Neither mutual cooperation nor mutual defection is an equilibrium of the single-shot game (of the repeated game, the folk theorem comes into play... but mutual defection cannot be an equilibrium (without "knowing" incorrect information about the opponent)). CD and DC are the only pure strategy Nash equilibria of the single-shot game (which both happen to be stable). There's a mixed strategy NE in there as well (though it is unstable... like all mixed strategy equilibria) as Octopuppy pointed out (50-50). As long as both players believe the other will play according to it (and both players know it), there is no incentive to deviate from the mixed strategy equilibrium (e.g., it can last more than the first round given the right information).
There is no best strategy without knowing the opponent's strategy (just like I have proven for the prisoner's dilemma in a previous post). So I still believe there is no "best"/logical strategy without extra information (knowledge about the other player, or some history of play, etc). There are definitely some bad (dominated) strategies, but there are lots of good ones too. And as Neida pointed out, Masters of Logic are definitely not myopic... so they'll look at the big picture.
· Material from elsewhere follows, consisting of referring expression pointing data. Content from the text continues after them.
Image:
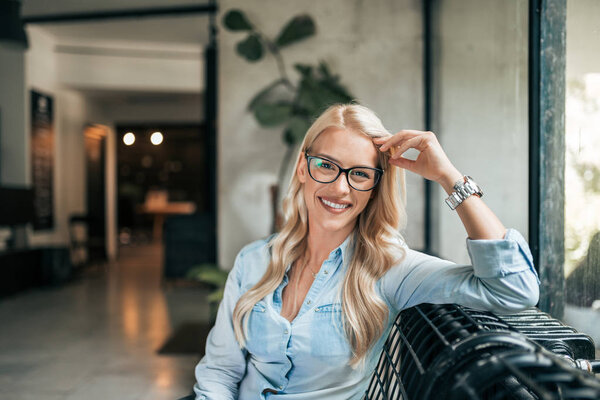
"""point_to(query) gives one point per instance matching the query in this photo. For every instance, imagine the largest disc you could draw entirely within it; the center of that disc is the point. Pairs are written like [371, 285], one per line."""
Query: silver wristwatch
[462, 190]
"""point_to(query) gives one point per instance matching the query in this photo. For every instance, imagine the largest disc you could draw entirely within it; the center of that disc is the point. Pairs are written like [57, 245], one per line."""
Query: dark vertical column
[427, 75]
[547, 147]
[210, 114]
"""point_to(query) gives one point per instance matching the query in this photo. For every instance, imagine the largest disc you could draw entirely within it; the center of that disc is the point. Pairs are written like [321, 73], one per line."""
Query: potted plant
[289, 103]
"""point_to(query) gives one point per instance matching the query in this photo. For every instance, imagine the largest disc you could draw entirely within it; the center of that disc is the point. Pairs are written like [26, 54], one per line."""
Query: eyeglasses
[323, 170]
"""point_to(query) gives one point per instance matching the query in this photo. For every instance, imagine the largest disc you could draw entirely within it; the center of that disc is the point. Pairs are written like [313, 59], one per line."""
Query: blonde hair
[376, 239]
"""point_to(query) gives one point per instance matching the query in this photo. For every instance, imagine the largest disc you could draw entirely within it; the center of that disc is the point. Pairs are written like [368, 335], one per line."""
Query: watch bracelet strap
[463, 189]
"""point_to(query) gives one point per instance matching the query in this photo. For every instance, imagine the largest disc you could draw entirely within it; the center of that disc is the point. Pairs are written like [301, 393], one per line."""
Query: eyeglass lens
[325, 171]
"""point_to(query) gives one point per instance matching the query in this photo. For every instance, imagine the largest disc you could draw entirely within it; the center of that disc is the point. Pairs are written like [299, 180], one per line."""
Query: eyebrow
[339, 162]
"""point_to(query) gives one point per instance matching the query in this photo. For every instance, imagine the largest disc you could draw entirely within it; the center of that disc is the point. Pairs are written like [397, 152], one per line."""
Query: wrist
[448, 180]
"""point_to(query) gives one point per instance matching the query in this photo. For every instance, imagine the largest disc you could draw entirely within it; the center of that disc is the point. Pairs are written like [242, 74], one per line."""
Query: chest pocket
[327, 333]
[261, 327]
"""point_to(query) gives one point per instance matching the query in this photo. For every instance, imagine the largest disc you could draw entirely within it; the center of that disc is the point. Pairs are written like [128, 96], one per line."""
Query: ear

Of course, some extra information won't necessarily result in a best strategy (like knowing the other player is also a Master of Logic).
Logically? (sorry... I had to )
Does it not just depend on the information available to them? If both players know that they both will act according to a specific logic, and that logic includes knowledge that the other player has the exact same available information and will act according to the same logic, why would it be illogical to use that information to know that mutual cooperation would be best (due to the obvious symmetry)? It seems to me that superrationality is simply acting rationally when in the presence of certain extra information (though perhaps with inhibited free will mentioned previously to keep the assumption "everyone will play the same" correct).
What if both players are told that the other is superrational and that both players have exactly the same information, but one retains his free will? Wouldn't the best strategy be to cooperate until the last round (letting the other continue to believe incorrectly that he will always cooperate), and then defect on the last round?